Although enrollment leaders can’t assuage financial concerns and other anxieties resulting from the pandemic, they can prioritize sharing scholarship opportunities and financial aid information with students and parents early and often. Include links to financial aid resources in marketing emails and prominently on your website to ensure students and parents can find this information quickly and easily. For each of our Enrollment Services partners, our team reviewed every campaign and made quick adjustments to include new resources and reflect their changing policies. In all communications, we made sure that our messaging and tone were sensitive and respectful, acknowledging the unsettling circumstances high school students are experiencing.
Regular virtual information sessions allow students and parents to get the specific information they need and to build connections to your institution. Offer one-on-one virtual financial aid counseling appointments so that families can get specific about their situation.
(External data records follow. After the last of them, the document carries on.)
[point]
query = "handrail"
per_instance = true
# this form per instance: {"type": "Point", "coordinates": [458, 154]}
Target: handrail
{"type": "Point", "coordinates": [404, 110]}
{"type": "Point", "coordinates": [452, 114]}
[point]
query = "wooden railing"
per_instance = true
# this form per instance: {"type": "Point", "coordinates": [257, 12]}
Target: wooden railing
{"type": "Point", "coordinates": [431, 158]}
And don’t forget to include your prospective families in communications about what your campus is doing to support current students’ academic success as well as physical and mental health during COVID-19.
In an alternative universe, many students would have attended college fairs and visited campuses last spring. They would have met with their high school counselor and visiting admission reps to learn more about what colleges might be their best academic and personal fit. Instead, enrollment leaders leveraged virtual events and virtual campus tours to help students to “fall in love” with their institution from afar. In our early student search communications for our Enrollment Services partners, we called out virtual tours and other avenues to learn more about campus wherever possible. We continue to see a huge spike in traffic to and engagement with YouVisit virtual tours as students research colleges and universities in the absence of in-person visits.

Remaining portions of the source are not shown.